By default this will just run a small test dataset. To run on the full datasets a parameters file needs to be provided (see Parameters). For example, to run on all datasets using the provided parameters file use:

nextflow run main.nf -params-file conf/all-datasets.yml

To run the pipeline on a high-performance computing system with a submission queue you need to supply a profile configuration. An example for the HMGU slurm cluster is provided but you should refer to the NextFlow docs for how to design a profile for your system.

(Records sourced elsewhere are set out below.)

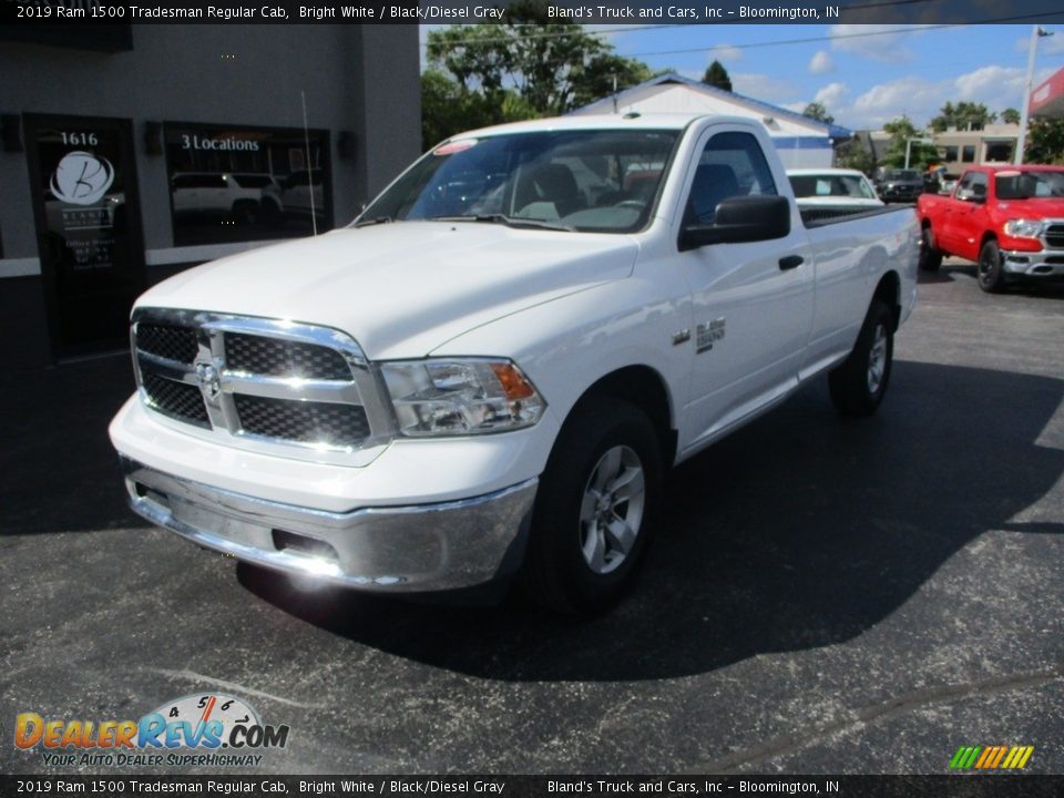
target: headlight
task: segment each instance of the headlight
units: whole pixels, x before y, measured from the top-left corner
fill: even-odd
[[[381,364],[405,436],[461,436],[531,427],[546,402],[509,360]]]
[[[1005,222],[1005,235],[1013,238],[1037,238],[1041,233],[1041,219],[1009,219]]]

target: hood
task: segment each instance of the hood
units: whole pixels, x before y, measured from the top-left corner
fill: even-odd
[[[1064,200],[999,200],[998,214],[1004,218],[1064,218]]]
[[[136,305],[335,327],[371,359],[422,357],[502,316],[626,277],[637,252],[626,235],[400,222],[214,260]]]

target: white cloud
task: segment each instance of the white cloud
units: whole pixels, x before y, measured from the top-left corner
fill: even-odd
[[[909,25],[838,24],[831,25],[831,49],[886,63],[908,61],[912,53],[904,48]]]
[[[1041,70],[1035,83],[1045,80],[1051,72],[1050,69]],[[1006,108],[1019,109],[1025,75],[1026,70],[1019,66],[992,64],[938,81],[922,75],[898,78],[872,86],[849,105],[846,104],[845,88],[831,83],[817,93],[817,100],[847,127],[876,129],[902,114],[922,127],[947,102],[983,103],[992,113],[1001,113]]]
[[[709,57],[709,63],[719,61],[724,65],[743,60],[743,51],[734,44],[715,44],[706,54]]]
[[[797,88],[789,81],[750,72],[732,73],[732,88],[738,94],[774,104],[795,102],[794,98],[798,94]]]
[[[831,60],[831,55],[827,50],[818,50],[814,57],[809,59],[809,71],[812,74],[835,72],[835,61]]]
[[[828,112],[835,116],[835,110],[843,108],[846,103],[846,95],[848,93],[849,90],[846,88],[845,83],[828,83],[817,92],[812,100],[814,102],[818,102],[823,105]]]
[[[981,66],[962,74],[954,85],[959,99],[983,102],[994,108],[1003,96],[1014,96],[1019,103],[1023,98],[1026,78],[1027,71],[1019,66]]]

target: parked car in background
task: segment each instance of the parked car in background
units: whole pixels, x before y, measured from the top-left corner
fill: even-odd
[[[918,227],[855,211],[807,224],[750,120],[457,135],[347,228],[136,301],[137,390],[111,424],[130,502],[303,580],[515,577],[563,612],[600,607],[673,464],[819,375],[840,412],[876,411]]]
[[[927,194],[920,217],[920,268],[943,255],[974,260],[979,287],[1064,277],[1064,166],[974,166],[952,196]]]
[[[787,170],[787,178],[801,208],[882,207],[871,182],[858,170]]]
[[[915,202],[923,194],[923,175],[917,170],[888,168],[877,176],[876,191],[883,202]]]
[[[280,186],[268,174],[178,172],[171,186],[177,215],[225,215],[253,225],[284,212]]]

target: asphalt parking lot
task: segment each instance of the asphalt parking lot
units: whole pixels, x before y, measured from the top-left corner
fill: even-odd
[[[889,395],[823,380],[673,475],[611,614],[299,592],[125,510],[111,357],[0,386],[0,771],[16,715],[205,690],[290,727],[274,773],[1064,774],[1064,290],[922,280]],[[195,769],[180,770],[193,773]]]

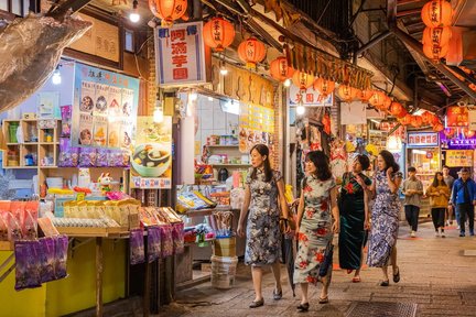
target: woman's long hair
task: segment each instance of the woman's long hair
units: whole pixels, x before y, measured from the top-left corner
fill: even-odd
[[[383,161],[386,162],[386,172],[388,168],[393,167],[393,173],[397,173],[400,171],[400,165],[397,164],[394,161],[393,154],[391,154],[387,150],[382,150],[380,152],[380,156],[382,156]]]
[[[332,177],[329,160],[323,151],[307,153],[306,161],[311,161],[316,166],[315,175],[320,181],[327,181]]]
[[[437,187],[437,186],[446,186],[446,183],[444,183],[444,179],[442,179],[442,181],[439,181],[439,179],[437,179],[437,176],[439,176],[439,175],[443,176],[443,173],[442,173],[442,172],[436,172],[436,173],[435,173],[435,177],[433,178],[432,186],[433,186],[433,187]]]
[[[270,157],[269,157],[269,147],[264,144],[255,144],[253,147],[250,150],[251,152],[256,150],[261,156],[267,156],[267,160],[263,161],[263,167],[264,167],[264,182],[271,182],[272,178],[272,170],[270,164]],[[251,179],[257,178],[258,168],[252,170],[251,172]]]

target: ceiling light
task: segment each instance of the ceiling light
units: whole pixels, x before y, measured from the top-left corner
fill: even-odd
[[[140,14],[139,14],[139,11],[138,11],[138,4],[139,4],[138,0],[134,0],[132,2],[132,8],[133,9],[132,9],[132,12],[129,14],[129,20],[132,23],[137,23],[140,20]]]

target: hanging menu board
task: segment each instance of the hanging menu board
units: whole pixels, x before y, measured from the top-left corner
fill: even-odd
[[[258,143],[262,143],[268,146],[274,143],[273,109],[241,103],[239,125],[240,152],[248,153],[250,149]]]
[[[136,127],[139,80],[77,63],[72,145],[129,149]]]

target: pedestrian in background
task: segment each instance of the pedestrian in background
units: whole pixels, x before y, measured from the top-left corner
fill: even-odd
[[[400,282],[400,269],[397,265],[397,237],[399,228],[399,187],[402,174],[399,172],[393,154],[387,150],[380,152],[377,158],[377,171],[370,187],[376,193],[371,210],[370,237],[367,264],[381,267],[380,286],[389,286],[388,264],[391,261],[393,282]]]
[[[444,219],[447,203],[450,200],[450,188],[443,181],[443,173],[436,172],[433,183],[426,189],[426,196],[430,197],[431,214],[436,237],[445,238]]]
[[[332,277],[332,240],[339,231],[336,181],[328,157],[322,151],[310,152],[305,160],[306,177],[301,186],[298,207],[298,253],[294,283],[301,285],[299,311],[307,311],[309,284],[323,283],[320,304],[328,303]]]
[[[421,197],[423,195],[423,183],[416,178],[416,168],[408,168],[408,178],[403,182],[404,210],[408,223],[411,227],[410,236],[415,237],[418,220],[420,216]]]
[[[466,217],[469,222],[469,236],[474,236],[474,205],[476,204],[476,183],[469,178],[469,170],[461,170],[461,178],[453,184],[452,204],[459,212],[459,237],[466,236]]]

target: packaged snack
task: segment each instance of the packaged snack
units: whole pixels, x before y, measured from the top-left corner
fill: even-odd
[[[14,243],[17,291],[41,286],[39,250],[40,242],[37,241],[17,241]]]
[[[67,236],[61,234],[54,237],[55,240],[55,280],[66,277],[66,262],[67,262],[67,249],[68,238]]]
[[[172,223],[172,241],[174,254],[181,254],[184,252],[184,223],[174,222]]]
[[[145,261],[143,231],[134,229],[130,232],[130,264],[136,265]]]
[[[161,230],[159,227],[152,226],[148,228],[148,261],[149,263],[162,256]]]
[[[174,245],[172,240],[172,226],[162,225],[159,228],[161,230],[162,258],[171,256],[174,252]]]
[[[98,149],[97,150],[97,158],[96,158],[96,166],[97,167],[105,167],[108,166],[108,155],[109,150],[105,149]]]
[[[79,147],[71,146],[69,139],[60,139],[58,166],[76,167],[78,165]]]
[[[79,151],[79,167],[96,166],[96,149],[82,147]]]
[[[46,283],[55,280],[55,239],[42,238],[40,242],[40,281]]]

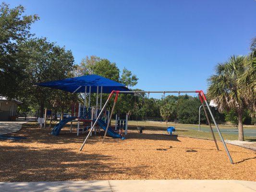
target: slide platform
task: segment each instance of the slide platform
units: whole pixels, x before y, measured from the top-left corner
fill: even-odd
[[[58,135],[63,126],[68,122],[75,120],[75,117],[70,117],[61,120],[52,129],[51,134],[55,136]]]
[[[96,120],[94,120],[93,121],[95,122]],[[104,121],[101,120],[98,120],[97,123],[101,128],[104,129],[104,131],[106,131],[108,125],[107,125]],[[111,127],[109,127],[109,129],[108,129],[108,132],[107,133],[109,136],[114,138],[122,139],[122,138],[121,135],[113,131]]]

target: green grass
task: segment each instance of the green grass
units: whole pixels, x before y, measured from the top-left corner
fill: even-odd
[[[112,120],[111,121],[111,125],[114,126],[115,125],[114,120]],[[49,127],[49,123],[47,125],[47,127]],[[77,124],[76,122],[73,122],[73,128],[74,128],[75,126]],[[136,121],[130,120],[128,122],[128,130],[131,129],[135,129],[136,126]],[[36,122],[29,122],[26,123],[24,125],[24,126],[36,126],[37,123]],[[52,125],[52,127],[53,127],[54,124]],[[69,125],[68,125],[69,126]],[[165,122],[158,122],[158,121],[138,121],[138,126],[145,126],[146,129],[147,130],[150,130],[150,131],[159,134],[166,134],[166,123]],[[169,122],[168,124],[169,126],[173,126],[175,127],[176,131],[175,131],[174,134],[177,134],[180,136],[183,137],[193,137],[193,138],[197,138],[201,139],[208,139],[212,140],[212,136],[211,132],[198,132],[195,130],[192,130],[189,129],[189,128],[191,127],[198,127],[198,124],[175,124],[172,122]],[[201,125],[201,126],[202,128],[207,128],[209,129],[209,126],[206,125]],[[213,126],[213,127],[214,127]],[[234,127],[232,125],[219,125],[219,127],[220,128],[225,129],[225,128],[234,128]],[[244,129],[247,128],[255,128],[256,129],[256,126],[253,125],[245,125],[244,126]],[[217,140],[220,141],[220,138],[219,134],[217,132],[215,132],[214,135]],[[227,134],[227,133],[222,133],[222,136],[225,140],[238,140],[238,135],[233,134]],[[248,141],[256,141],[256,137],[248,137],[244,136],[244,139]]]
[[[128,122],[128,127],[129,128],[135,128],[136,126],[136,121],[129,121]],[[158,131],[158,132],[160,134],[166,133],[166,123],[165,122],[153,122],[153,121],[138,121],[138,126],[145,126],[146,129],[147,130],[154,131]],[[192,130],[189,129],[188,128],[198,127],[197,124],[175,124],[172,122],[169,122],[168,126],[175,127],[176,131],[175,131],[174,134],[177,134],[180,136],[194,137],[202,139],[213,139],[212,135],[211,132],[198,132],[196,130]],[[209,129],[209,126],[206,125],[202,125],[201,127],[207,128]],[[213,126],[213,127],[214,127]],[[227,125],[219,125],[219,127],[220,128],[234,128],[233,126]],[[253,125],[245,125],[244,128],[256,128],[255,126]],[[217,132],[214,132],[214,135],[217,140],[220,141],[220,138]],[[238,140],[238,135],[228,133],[222,133],[222,137],[224,140]],[[244,139],[245,140],[249,141],[256,141],[256,137],[248,137],[245,136]]]

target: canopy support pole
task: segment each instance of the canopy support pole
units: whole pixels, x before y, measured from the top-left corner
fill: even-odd
[[[91,86],[89,87],[89,101],[88,102],[88,108],[91,107],[91,91],[92,90]]]
[[[74,92],[73,92],[73,93],[72,93],[72,94],[73,94],[74,93],[75,93],[75,92],[76,92],[77,91],[77,90],[78,90],[78,89],[80,89],[80,88],[81,88],[81,87],[82,87],[82,86],[79,86],[79,87],[77,89],[76,89],[76,90],[75,90],[74,91]]]
[[[96,108],[98,108],[98,86],[97,86],[97,93],[96,95]]]
[[[106,103],[104,104],[104,105],[103,106],[103,108],[102,108],[102,110],[101,110],[100,111],[100,112],[99,113],[99,114],[98,115],[98,117],[97,117],[97,119],[96,119],[96,120],[95,120],[95,122],[93,124],[93,125],[92,126],[91,129],[90,130],[90,132],[88,133],[88,135],[87,135],[86,137],[85,138],[85,141],[84,141],[84,143],[83,143],[83,144],[81,146],[80,149],[80,151],[82,151],[82,150],[83,149],[83,148],[84,147],[84,146],[85,145],[85,143],[86,143],[87,140],[89,138],[89,136],[91,134],[91,133],[92,132],[92,130],[93,130],[93,128],[94,128],[94,127],[95,127],[95,126],[97,124],[97,122],[98,122],[98,120],[100,116],[101,115],[101,114],[102,114],[104,110],[105,109],[106,107],[107,107],[107,105],[108,104],[108,103],[109,103],[109,101],[110,101],[110,98],[111,98],[111,97],[113,95],[113,94],[114,92],[118,93],[117,91],[112,91],[112,92],[111,92],[111,93],[110,94],[110,96],[109,96],[109,97],[108,98],[108,99],[107,99],[107,101],[106,101]]]
[[[100,87],[100,100],[99,102],[99,109],[101,110],[102,107],[102,92],[103,91],[103,87],[101,86]]]
[[[85,115],[85,108],[86,107],[86,92],[87,86],[85,87],[85,101],[84,102],[84,110],[83,110],[83,115]]]
[[[116,103],[117,101],[118,97],[118,93],[117,93],[116,95],[116,97],[115,98],[115,100],[114,101],[114,104],[113,104],[113,107],[112,108],[112,110],[111,110],[111,113],[110,114],[110,119],[109,119],[109,121],[108,122],[108,125],[107,126],[107,128],[106,128],[106,131],[105,131],[105,134],[104,136],[103,137],[103,140],[102,141],[102,144],[104,143],[105,138],[106,137],[106,135],[107,135],[107,132],[108,132],[109,127],[110,127],[110,125],[111,125],[111,119],[112,119],[112,116],[113,115],[113,113],[114,112],[114,109],[115,109],[115,106],[116,106]]]

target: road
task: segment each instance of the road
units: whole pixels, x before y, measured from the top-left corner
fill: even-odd
[[[186,127],[185,129],[192,129],[193,130],[198,131],[198,128],[195,127]],[[232,128],[219,128],[220,132],[222,134],[238,134],[238,130],[237,129]],[[201,131],[204,132],[209,132],[210,129],[209,128],[201,127]],[[213,128],[213,132],[217,132],[217,131],[216,128]],[[244,129],[244,134],[245,136],[249,137],[256,137],[256,129],[254,128],[246,128]]]

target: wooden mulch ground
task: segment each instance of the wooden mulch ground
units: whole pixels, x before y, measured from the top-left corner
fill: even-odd
[[[27,139],[0,140],[0,181],[101,180],[226,179],[256,181],[256,153],[220,142],[130,131],[127,139],[93,135],[79,151],[85,134],[60,135],[26,126],[12,134]]]

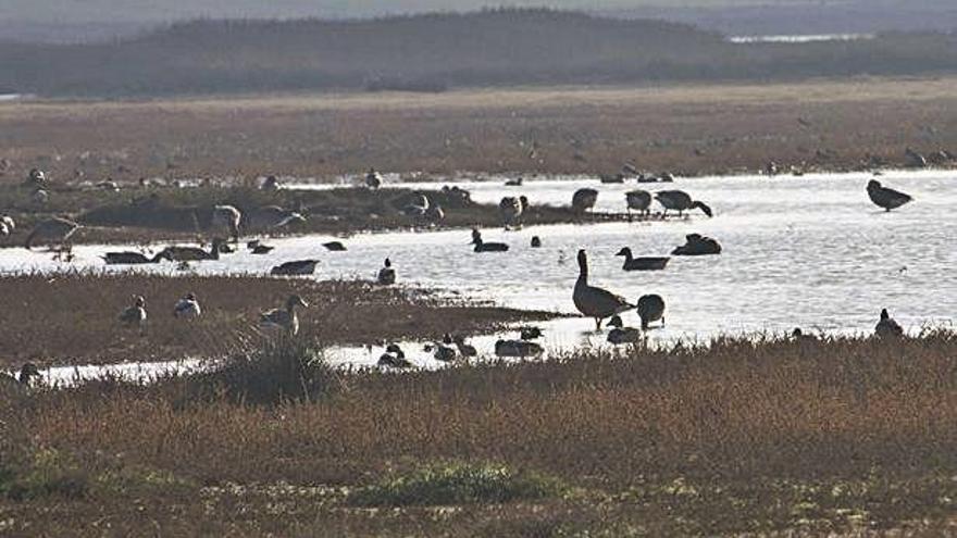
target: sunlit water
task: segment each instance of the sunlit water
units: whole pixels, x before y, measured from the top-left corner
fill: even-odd
[[[526,180],[522,187],[504,187],[502,179],[459,185],[480,202],[501,196],[525,195],[532,203],[568,204],[583,186],[598,189],[596,211],[624,210],[623,192],[681,188],[714,210],[713,218],[699,212],[686,220],[600,225],[527,226],[517,232],[484,230],[488,241],[511,246],[506,253],[474,253],[469,232],[396,232],[358,234],[346,238],[348,251],[327,252],[327,236],[269,240],[271,255],[247,252],[221,261],[194,264],[199,274],[266,273],[273,265],[295,259],[322,260],[316,278],[373,278],[382,260],[390,258],[403,284],[438,288],[447,293],[490,300],[518,309],[574,313],[571,290],[577,276],[575,252],[589,255],[591,280],[637,301],[659,293],[667,301],[662,328],[651,330],[652,341],[707,340],[718,334],[781,334],[795,326],[830,334],[873,329],[881,308],[887,308],[908,330],[927,324],[950,324],[957,312],[957,285],[952,271],[957,262],[957,174],[952,172],[888,172],[879,179],[904,190],[916,201],[884,212],[868,200],[870,174],[779,176],[774,178],[679,178],[673,184],[602,185],[596,179]],[[451,185],[451,184],[450,184]],[[436,184],[402,184],[435,188]],[[661,272],[623,272],[622,247],[635,255],[667,255],[699,233],[718,239],[723,253],[713,257],[672,258]],[[532,236],[543,248],[530,248]],[[49,253],[24,249],[0,250],[0,271],[53,271],[105,267],[99,257],[116,246],[75,248],[76,260],[63,264]],[[177,274],[172,264],[142,271]],[[174,298],[171,298],[171,303]],[[117,309],[121,305],[117,305]],[[264,304],[263,308],[273,306]],[[306,313],[308,315],[308,311]],[[625,323],[636,326],[637,315]],[[594,322],[560,320],[548,325],[549,350],[598,345]],[[490,352],[494,339],[476,340]],[[421,352],[414,360],[432,364]],[[338,350],[338,362],[372,364],[381,350]]]

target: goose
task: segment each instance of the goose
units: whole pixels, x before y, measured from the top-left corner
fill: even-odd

nextflow run main.nf -profile hmgu-slurm

Parameters

The parameters file can be used to define both datasets and parameter sets for the MRCC method.

Datasets

Datasets are defined using the following YAML:

input:
    - name: Dataset1       # Shouldn't have spaces, other unusual symbols
      file: Dataset1.h5ad  # Path to a H5AD file containing the dataset
      labels: Labels       # Name of the `.obs` column containing cell labels
    - name: Dataset2
      file: Dataset2.h5ad
      labels: CellLabels

MRCC parameters

Parameters sets for the MRCC method are defined using the following YAML. See the bin/method-mrcc.py script for more description of the parameters.

mrcc:
    - name: MRCC_N_Le_SR_1_MR_1    # Name of the parameter set
      graph_type: neighbour        # Method for building the multi-resolution graph
      community_type: leiden       # Community detection method
      single_resolution: 1         # Community detection resolution for single-resolution graphs
      multi_resolution: 1          # Community detection resolution for the multi-resolution graph
    - name: MRCC_A_Le_SR_1_MR_1
      graph_type: all
      community_type: leiden
      single_resolution: 1
      multi_resolution: 1

Output

Output of the pipeline will be created in the results/ directory. This includes the clustering output from each method, the metric scores and some basic summary plots. The pipeline trace (runtime etc.) is also available in the pipeline_trace/ directory.